ModuleLayer#layers() and Configuration#configurations() produces non-topological ordering

classic Classic list List threaded Threaded
5 messages Options
Reply | Threaded
Open this post in threaded view
|

ModuleLayer#layers() and Configuration#configurations() produces non-topological ordering

Luke Hutchison
Hi, I noticed that the method ModuleLayer#layers() uses the following code
to get the module layers in resolution order:

    /**
     * Returns an ordered stream of layers. The first element is this layer,
     * the remaining elements are the parent layers in DFS order.
     *
     * @implNote For now, the assumption is that the number of elements will
     * be very low and so this method does not use a specialized
spliterator.
     */
    Stream<ModuleLayer> layers() {
        List<ModuleLayer> allLayers = this.allLayers;
        if (allLayers != null)
            return allLayers.stream();

        allLayers = new ArrayList<>();
        Set<ModuleLayer> visited = new HashSet<>();
        Deque<ModuleLayer> stack = new ArrayDeque<>();
        visited.add(this);
        stack.push(this);

        while (!stack.isEmpty()) {
            ModuleLayer layer = stack.pop();
            allLayers.add(layer);

            // push in reverse order
            for (int i = layer.parents.size() - 1; i >= 0; i--) {
                ModuleLayer parent = layer.parents.get(i);
                if (!visited.contains(parent)) {
                    visited.add(parent);
                    stack.push(parent);
                }
            }
        }

        this.allLayers = allLayers =
Collections.unmodifiableList(allLayers);
        return allLayers.stream();
    }

This code represents a preorder DFS. The resulting order is *not* a
topological sort ordering. This can lead to an ancestral layer being listed
in the final ordering before a descendant layer. For example, consider
these four layer -> parent relationships:

    A -> [ B, C ]
    B -> [ D ]
    C -> [ D ]
    D -> [ ]

The ordering code as given in ModuleLayer will produce the order [ A, B, D,
C ], causing the layers D and C to be out of order. The order is not a
toplological sort ordering, which guarantees that all descendants of a node
are listed before the node, and all parents of the node are listed after it.

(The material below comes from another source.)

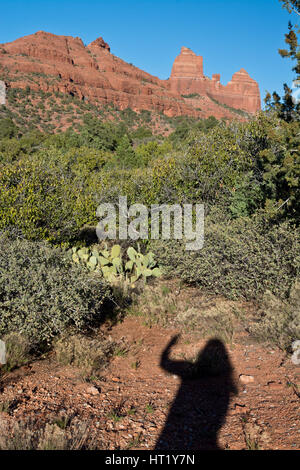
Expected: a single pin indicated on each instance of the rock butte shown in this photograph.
(93, 73)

To fix this, the search order should be changed to a *reversed postorder
DFS*. The current code uses a stack to implement iterative DFS. However,
the recursive postorder DFS algorithm needs to do some work after the
recursive call returns (specifically adding the current node to the
beginning of the output ordering), so in effect, the current iterative code
cannot be directly modified to yield a postorder traversal, without having
two different types of nodes pushed onto the stack ("recurse to parent"
nodes and "return from child" nodes), effectively mimicking Continuation
Passing Style. It is simpler therefore to change the code to make it
recursive.

The list allLayers should be changed to a LinkedList, allowing nodes to be
pushed onto the beginning of the list, so that the ordering doesn't have to
be reversed at the end (as required by topological sorting). The
allLayers.add(layer) line should be moved after the iteration returns (to
give postorder traversal), and should be changed to allLayers.push(layer) (to
reverse the output ordering). Also, the loop through parent nodes should no
longer be inverted, since we're not using a FIFO stack to process parents
anymore.

The fixed algorithm is as follows:

    /** Recursively find the topological sort order of ancestral layers. */
    private void findLayerOrder(Set<ModuleLayer> visited,
            LinkedList<ModuleLayer> allLayersOut) {
        if (visited.add(this)) {
            for (int i = 0; i < parents.size(); i++) {
                ModuleLayer parent = parents.get(i);
                parent.findLayerOrder(visited, allLayersOut);
            }
            allLayersOut.push(this);
        }
    }

    /**
     * Returns an ordered stream of layers. The first element is this layer,
     * the remaining elements are the parent layers in topological sort
order.
     *
     * @implNote For now, the assumption is that the number of elements will
     * be very low and so this method does not use a specialized
spliterator.
     */
    Stream<ModuleLayer> layers() {
        if (this.allLayers == null) {
            LinkedList<ModuleLayer> allLayers = new LinkedList<>();
            findLayerOrder(new HashSet<ModuleLayer>(), allLayers);
            this.allLayers = Collections.unmodifiableList(allLayers);
        }
        return this.allLayers.stream();
    }

The same changes should also be made to Configuration#configurations() ,
since it uses the same broken DFS algorithm.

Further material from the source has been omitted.